Besides creating instances for system elements a few other types of instances will be created along the way including: life-cycle states, behaviors and qualities.

States
Life-cycles consist of states, individual state instances should be created under the relevant life-cycle categories.
States are later referenced from system instances, where a system can only have one state at a time in the current setup of the ontology.

Behaviours and Qualities
Behaviours and Qualities are instances of simple classes in the pertinent categories. In the current ontology each instance is represented with a name (slot) only.
The categories should be carefully chosen for both set of concepts, otherwise can be time consuming to re-factor an instance of a quality into a category in order to register finer grain qualities. Same challenge applies to registering behaviour.

Topology and Systems

Systems, and sub-systems, are captured in some form of hierarchy in the ontology – the Topology. The Topology for systems is not pre-defined as it mostly depends on the method applied to systems analysis, and somewhat depends on the different types of systems as well.
Topology is withing the System ontology, it is captured together with the system instances, unlike the categories for life-cycle, behaviour and quality.

System instances are created within the topology, where they automatically inherit characteristics of LivingThing and CategorizedThing.
The topology does not have a notation of structure for system elements, therefore predefined (in the SystemSpace) structures should be applied as Super-classes to specific topology classes. Note that sub-classes in the topology will inherit structures from parent classes, for that reason structures should be used sparingly in classes closer to the root and should be applied to classes closer to the instances.

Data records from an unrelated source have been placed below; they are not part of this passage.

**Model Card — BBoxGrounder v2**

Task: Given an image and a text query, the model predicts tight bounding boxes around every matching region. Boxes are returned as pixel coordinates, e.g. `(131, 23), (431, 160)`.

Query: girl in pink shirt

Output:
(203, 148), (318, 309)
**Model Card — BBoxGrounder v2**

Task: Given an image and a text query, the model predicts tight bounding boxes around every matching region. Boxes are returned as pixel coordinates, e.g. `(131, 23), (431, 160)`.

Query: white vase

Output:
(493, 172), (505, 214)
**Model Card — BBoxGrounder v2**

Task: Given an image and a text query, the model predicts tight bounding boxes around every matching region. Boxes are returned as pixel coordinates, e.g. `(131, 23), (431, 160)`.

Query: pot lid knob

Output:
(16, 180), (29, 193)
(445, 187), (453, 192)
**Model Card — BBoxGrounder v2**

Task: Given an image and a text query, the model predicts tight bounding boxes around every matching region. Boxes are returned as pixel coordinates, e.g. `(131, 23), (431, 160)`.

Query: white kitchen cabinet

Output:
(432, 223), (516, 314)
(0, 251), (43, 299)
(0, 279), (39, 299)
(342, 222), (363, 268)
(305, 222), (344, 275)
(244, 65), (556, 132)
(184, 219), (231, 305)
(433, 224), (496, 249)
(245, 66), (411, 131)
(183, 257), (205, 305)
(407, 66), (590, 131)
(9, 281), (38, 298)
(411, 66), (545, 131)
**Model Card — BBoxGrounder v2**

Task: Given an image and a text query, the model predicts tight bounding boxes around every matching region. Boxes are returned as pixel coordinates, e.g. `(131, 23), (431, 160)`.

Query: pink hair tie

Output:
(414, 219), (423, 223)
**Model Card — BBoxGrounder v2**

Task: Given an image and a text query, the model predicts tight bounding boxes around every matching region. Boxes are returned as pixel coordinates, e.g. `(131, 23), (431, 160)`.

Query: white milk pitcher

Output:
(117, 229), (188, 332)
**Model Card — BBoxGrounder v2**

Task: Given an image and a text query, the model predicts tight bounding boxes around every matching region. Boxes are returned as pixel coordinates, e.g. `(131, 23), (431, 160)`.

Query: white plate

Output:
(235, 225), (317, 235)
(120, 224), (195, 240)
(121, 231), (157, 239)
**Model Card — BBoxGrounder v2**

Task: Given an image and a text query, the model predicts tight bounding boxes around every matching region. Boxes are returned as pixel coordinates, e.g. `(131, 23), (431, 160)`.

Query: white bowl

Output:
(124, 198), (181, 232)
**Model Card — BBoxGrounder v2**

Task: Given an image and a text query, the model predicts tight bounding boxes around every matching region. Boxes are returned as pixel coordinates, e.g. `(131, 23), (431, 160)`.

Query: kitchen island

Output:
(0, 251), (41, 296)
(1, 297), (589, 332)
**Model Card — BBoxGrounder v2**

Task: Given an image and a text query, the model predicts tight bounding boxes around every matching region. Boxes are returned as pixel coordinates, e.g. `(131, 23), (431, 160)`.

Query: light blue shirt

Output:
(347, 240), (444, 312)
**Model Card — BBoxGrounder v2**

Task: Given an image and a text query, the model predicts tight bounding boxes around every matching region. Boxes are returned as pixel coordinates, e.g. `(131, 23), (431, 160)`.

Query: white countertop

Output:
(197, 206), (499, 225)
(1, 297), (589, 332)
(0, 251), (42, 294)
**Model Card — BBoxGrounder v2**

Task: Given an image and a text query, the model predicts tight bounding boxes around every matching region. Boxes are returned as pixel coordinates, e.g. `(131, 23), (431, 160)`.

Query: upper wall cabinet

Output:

Data characteristics of system elements are defined within of the Topology by adding them to specific classes. Data details are essentially attributes (slots here) on a class. One should be careful making sure that data is not confused with structure. Slots with references to other system instances are perfectly valid data elements, however these can be easily confused with structure elements also represented as slots. The success of proper separation will depend on the rigour applied to systems analysis.